The bigger problem for the growers is that they do not know whom to blame for the recurrent foliage loss.

“Abrupt change in the temperature during the summer is one of the predominant reason of leaf abscission in apple trees,” a Research Scholar, at Sher-i-Kashmir University of Agricultural Science (SKUAST) Kashmir.

The disease has been around for a long time. But the sort of epidemic in North Carolina (USA) led to scientific investigations in 2008. Caused by Alternaria mali, the researchers established that the fungus survives winter as mycelium on dead leaves on the orchard floor, revives in summer and restarts the damage.

Outcome of the American research suggests that the primary infection takes place about one month after petal fall as the disease advances rapidly in the optimum temperature (77 to 86 ºF) and wet weather. At optimum temperatures, infection occurs with 5.5 hours of wetting, and lesions can appear in the orchard two days after infection, causing a serious outbreak. The fungus produces a chemical toxin which increases the severity of the disease on susceptible cultivars.

But the growers disagree with this theory. They   go with the notion that ‘sub-standard pesticides and fungicides’ are ruining their orchards.

“One day while witnessing the bruised conditions of my tress, I  immediately rushed to a local pesticide dealer, who  gave me a can of pesticide which didn’t work,” Showkat said. “Next day, I went up to him again and sprayed another brand but that too served no purpose.” Dar maintains that though the sprays are duly prescribed by the horticulture department yet they bring us no respite.

“If you ask me, I believe only those orchards suffered a damage which were sprayed with a particular brand of pesticides,” a grower from Shopian maintains. “Last year me and my brother used two different brands of pesticides.  My orchard suffered damage, but his  trees were  in full bloom.”

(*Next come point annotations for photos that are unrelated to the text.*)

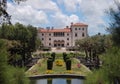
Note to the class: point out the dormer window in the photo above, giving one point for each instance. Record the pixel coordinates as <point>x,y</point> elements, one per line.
<point>83,34</point>
<point>75,34</point>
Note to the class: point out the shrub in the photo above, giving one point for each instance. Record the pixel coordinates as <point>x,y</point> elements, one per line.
<point>59,62</point>
<point>68,64</point>
<point>53,56</point>
<point>49,64</point>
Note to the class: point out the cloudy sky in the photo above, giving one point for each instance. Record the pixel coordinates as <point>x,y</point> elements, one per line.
<point>60,13</point>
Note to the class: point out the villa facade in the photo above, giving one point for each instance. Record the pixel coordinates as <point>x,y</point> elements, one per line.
<point>64,37</point>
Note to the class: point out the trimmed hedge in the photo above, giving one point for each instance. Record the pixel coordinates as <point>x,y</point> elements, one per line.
<point>49,64</point>
<point>68,64</point>
<point>53,56</point>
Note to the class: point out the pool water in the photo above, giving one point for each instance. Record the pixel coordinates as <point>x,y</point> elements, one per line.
<point>57,81</point>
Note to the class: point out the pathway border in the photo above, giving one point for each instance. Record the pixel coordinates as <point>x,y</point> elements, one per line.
<point>57,76</point>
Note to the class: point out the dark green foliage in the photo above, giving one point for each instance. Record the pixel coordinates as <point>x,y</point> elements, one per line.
<point>68,64</point>
<point>23,40</point>
<point>49,81</point>
<point>9,74</point>
<point>97,77</point>
<point>64,56</point>
<point>53,56</point>
<point>3,64</point>
<point>50,64</point>
<point>114,28</point>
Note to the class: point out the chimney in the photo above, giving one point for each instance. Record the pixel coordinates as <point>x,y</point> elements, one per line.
<point>52,28</point>
<point>67,26</point>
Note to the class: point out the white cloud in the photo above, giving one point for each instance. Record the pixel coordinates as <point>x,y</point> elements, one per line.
<point>71,5</point>
<point>94,11</point>
<point>45,12</point>
<point>25,14</point>
<point>61,20</point>
<point>46,5</point>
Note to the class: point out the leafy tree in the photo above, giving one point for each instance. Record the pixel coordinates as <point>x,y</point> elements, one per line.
<point>4,16</point>
<point>9,74</point>
<point>19,38</point>
<point>114,28</point>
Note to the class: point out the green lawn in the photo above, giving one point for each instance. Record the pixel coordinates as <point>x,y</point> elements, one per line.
<point>41,68</point>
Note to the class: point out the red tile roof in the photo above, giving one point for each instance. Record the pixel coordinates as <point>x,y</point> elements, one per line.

Arshid Ahmad is a pesticides dealer, who also own  few  apple orchards, in Kulgam. In last five years, he said, his own crop suffered extensively. “Every year there are complaints from customers that one or the other spray has  damaged the crops. Even I am one amongst those,” he maintains.

Holding the same view, another research scholar from SKAUST  says there are some pesticides and fungicides that can cause premature falling of leaves. “I have personally gone through number of cases where the sprays have caused abscission of leaves,” The scholar who wishes to stay anonymous said.

The scholar, however, also believes that sometimes growers, in order to increase the yield, go against the prescribed limits, which acts as a poison for trees. Overdose of fertilizers can also often cause reverse effects, he remarks. Off late, use of chemicals and pesticides has gone phenomenally up.


Impact on the apple crop has major consequences for the economy of the state because horticulture is the main mover of the peripheral economy having clear cascading impact on the overall economic
well being of the state. As India’s principle apple producing state, J&K produces average of 11.2 metric tonnes, a season. Almost seven lakh families are directly or indirectly associated with the apple industry.

The government has been consistently asserting that it has gone against the sub standard pesticides. In May 2016, Law Enforcement wing of Agriculture Department, Kashmir seized sub-standard pesticides worth Rs two crore in a matter of two months.

Terming 2017 as a ‘year of apple’, the  Chief Minister is aware of the problems growers face. She had directed  police to invoke Public Safety Act (PSA)  on all those who selling sub-standard pesticides. But till now not a single PSA was ever slapped on any dealer selling sub-standard material.